If you’ve ever driven across Texas, you know how incredibly boring and long it is. So very long! The drive across the top part of Texas is flat, smelly, depending on the wind, and thankfully, this time around, uneventful. The last thing I needed on this trip was driving to be more eventful.
With nothing interesting to look at, the plains of Texas were the perfect place for my
thoughts to wander. Part of me felt awful for lying to Kas and leaving him with the expectation
that he’d see me again. I kept telling myself that if I had planned this trip the way I said I did, I would
have come back. The only thought that really made things easier was that if I didn’t know
I was going to die and I just died alone at home in Maine, he wouldn’t have seen me at all. We
wouldn’t have had the lovely day and evening we did together with nothing but love for each
other. I hoped he could look back on the day like I did, not with sadness but fondness. I hoped he
felt how much I loved him, as his actions told me how much he loved me.
Before this, I hadn’t given much thought to my death.

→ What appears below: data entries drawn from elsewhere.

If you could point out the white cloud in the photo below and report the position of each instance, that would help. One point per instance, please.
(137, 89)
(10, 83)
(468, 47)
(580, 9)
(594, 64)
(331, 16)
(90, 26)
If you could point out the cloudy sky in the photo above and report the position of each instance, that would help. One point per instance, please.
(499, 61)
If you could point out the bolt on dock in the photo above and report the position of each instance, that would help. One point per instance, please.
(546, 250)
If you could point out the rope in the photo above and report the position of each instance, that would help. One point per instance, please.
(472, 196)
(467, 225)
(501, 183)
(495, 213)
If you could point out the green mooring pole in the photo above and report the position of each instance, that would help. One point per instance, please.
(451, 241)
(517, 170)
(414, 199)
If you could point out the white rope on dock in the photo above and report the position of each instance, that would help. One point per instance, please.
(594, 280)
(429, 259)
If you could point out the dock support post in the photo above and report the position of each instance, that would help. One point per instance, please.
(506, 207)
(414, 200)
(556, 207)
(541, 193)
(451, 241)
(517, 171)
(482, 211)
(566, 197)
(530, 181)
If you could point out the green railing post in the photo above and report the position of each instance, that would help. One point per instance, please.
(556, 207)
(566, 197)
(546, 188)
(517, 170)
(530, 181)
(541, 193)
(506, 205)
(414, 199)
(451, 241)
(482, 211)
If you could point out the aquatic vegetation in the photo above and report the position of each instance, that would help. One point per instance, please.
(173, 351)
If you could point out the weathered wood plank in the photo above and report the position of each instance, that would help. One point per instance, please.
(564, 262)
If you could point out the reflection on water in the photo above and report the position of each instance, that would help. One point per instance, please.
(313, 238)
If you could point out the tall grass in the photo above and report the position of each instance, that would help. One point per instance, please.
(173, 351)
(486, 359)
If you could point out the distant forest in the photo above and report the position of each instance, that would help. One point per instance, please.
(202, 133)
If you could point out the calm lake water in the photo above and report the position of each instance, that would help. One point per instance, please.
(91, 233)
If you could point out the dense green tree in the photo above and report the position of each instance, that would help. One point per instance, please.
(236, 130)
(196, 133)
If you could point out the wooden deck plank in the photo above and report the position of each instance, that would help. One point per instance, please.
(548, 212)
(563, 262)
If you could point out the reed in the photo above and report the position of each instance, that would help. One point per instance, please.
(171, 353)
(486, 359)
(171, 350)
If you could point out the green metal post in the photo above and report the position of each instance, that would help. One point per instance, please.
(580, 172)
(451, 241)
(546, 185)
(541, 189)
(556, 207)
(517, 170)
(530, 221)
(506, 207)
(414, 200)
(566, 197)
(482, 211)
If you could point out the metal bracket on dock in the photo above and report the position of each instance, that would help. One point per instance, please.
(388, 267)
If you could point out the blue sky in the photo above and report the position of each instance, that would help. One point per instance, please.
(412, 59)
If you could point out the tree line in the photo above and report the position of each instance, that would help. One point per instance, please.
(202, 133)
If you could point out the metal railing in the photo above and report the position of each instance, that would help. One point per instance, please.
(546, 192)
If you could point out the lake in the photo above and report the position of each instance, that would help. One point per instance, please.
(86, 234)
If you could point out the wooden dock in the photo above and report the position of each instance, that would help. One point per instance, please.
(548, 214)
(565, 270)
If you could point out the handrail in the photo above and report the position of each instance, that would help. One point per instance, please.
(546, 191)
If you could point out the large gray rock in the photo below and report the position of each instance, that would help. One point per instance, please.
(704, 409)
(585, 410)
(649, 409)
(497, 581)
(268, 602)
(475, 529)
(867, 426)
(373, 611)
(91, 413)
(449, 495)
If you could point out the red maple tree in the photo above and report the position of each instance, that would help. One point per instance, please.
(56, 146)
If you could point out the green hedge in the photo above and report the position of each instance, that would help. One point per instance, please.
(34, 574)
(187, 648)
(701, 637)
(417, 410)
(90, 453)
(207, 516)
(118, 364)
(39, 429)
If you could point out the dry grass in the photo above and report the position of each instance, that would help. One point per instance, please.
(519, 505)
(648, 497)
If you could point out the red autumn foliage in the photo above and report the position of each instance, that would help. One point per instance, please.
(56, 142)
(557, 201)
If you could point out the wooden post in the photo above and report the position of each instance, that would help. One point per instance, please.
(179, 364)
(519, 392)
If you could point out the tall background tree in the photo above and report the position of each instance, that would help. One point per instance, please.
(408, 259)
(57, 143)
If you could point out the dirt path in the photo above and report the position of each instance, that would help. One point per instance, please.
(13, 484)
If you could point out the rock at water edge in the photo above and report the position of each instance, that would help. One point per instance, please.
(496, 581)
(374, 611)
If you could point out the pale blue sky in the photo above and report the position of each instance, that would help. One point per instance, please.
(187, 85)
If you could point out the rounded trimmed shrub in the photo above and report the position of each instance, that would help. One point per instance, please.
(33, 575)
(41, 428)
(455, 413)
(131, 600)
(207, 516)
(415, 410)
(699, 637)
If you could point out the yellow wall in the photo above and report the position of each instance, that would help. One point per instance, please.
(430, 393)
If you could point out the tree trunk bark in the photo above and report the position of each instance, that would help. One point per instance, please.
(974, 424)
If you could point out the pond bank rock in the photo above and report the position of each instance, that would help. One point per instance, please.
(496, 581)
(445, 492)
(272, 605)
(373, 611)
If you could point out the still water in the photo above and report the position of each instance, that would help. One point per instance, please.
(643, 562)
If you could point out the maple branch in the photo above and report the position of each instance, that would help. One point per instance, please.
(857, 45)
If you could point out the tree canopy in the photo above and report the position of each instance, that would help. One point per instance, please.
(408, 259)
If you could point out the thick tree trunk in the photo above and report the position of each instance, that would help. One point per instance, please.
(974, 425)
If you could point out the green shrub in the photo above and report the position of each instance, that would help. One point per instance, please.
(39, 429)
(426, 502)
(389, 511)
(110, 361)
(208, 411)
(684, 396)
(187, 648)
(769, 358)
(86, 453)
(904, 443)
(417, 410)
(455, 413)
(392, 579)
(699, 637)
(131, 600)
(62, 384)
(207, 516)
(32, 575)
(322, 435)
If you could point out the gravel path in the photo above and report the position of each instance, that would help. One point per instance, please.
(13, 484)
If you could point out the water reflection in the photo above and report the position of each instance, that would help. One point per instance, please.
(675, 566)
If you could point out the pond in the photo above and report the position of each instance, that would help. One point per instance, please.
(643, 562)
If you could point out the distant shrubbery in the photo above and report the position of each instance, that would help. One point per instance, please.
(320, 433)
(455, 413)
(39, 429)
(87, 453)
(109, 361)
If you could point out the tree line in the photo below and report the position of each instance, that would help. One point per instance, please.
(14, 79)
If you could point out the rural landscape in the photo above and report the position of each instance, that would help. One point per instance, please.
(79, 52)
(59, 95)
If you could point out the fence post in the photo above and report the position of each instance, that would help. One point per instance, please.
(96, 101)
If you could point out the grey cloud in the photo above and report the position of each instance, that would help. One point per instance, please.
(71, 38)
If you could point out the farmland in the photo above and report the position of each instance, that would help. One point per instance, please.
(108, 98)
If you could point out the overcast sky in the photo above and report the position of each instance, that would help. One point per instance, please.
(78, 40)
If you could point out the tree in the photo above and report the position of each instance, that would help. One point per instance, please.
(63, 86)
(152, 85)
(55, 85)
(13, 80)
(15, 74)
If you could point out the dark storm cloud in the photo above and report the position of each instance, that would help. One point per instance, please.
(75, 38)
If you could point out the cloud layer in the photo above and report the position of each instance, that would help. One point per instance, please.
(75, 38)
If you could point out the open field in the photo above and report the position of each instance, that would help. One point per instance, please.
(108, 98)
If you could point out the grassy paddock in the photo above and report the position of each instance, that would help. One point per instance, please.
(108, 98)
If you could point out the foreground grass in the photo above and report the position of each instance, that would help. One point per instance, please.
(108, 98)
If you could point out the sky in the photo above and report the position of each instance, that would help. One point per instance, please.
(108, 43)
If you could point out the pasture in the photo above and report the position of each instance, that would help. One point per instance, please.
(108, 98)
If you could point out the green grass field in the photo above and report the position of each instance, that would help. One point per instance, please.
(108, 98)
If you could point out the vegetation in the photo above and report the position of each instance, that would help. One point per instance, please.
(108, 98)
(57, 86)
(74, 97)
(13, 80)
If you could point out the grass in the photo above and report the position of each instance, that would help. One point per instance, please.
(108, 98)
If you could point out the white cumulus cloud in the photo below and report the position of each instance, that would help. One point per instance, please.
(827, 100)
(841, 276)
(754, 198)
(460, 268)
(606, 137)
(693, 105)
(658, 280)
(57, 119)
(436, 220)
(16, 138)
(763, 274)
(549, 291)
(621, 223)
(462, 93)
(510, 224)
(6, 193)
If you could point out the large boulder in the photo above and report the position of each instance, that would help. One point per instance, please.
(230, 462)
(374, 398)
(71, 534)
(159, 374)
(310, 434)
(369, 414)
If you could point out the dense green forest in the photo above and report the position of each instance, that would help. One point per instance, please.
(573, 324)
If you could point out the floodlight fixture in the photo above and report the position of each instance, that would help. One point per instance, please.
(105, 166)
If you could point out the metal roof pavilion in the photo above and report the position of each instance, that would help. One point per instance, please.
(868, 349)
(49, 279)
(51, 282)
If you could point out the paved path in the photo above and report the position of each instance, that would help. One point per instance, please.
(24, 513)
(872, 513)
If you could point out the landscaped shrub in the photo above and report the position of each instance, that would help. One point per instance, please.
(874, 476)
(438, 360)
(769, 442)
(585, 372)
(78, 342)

I’ve always been kind of laissez faire about it. The way I lived most of my life spoke to that. I tried to concentrate more on the
present than the future. As cliché as it was to say, life is short. We’ve never known from one day
to the next what may happen. I never wanted to be old, sitting in a home somewhere thinking,
“Oh, if only I was young again, I could do this, or I wished I had done that.”
Some people thought I was reckless and should have grown up long ago. They thought I should have settled down instead of roaming the earth. For some people, that’s the life they wanted, and that was okay for them. I would have been miserable. I couldn’t have done that. That was the main reason why Seb and I never would have worked long term. He wanted that life. I didn’t. Societal norms and expectations were never for me. I may have very few regrets in life, but I’d never change a thing. I’d do it all the same. I loved who I was. Every choice, every move, every conversation with a stranger on a park bench made me who I was. How could I regret or want to change that? As comedian and fellow lover of life, Bianca Del Rio once said,
“Not today, Satan. Not today.”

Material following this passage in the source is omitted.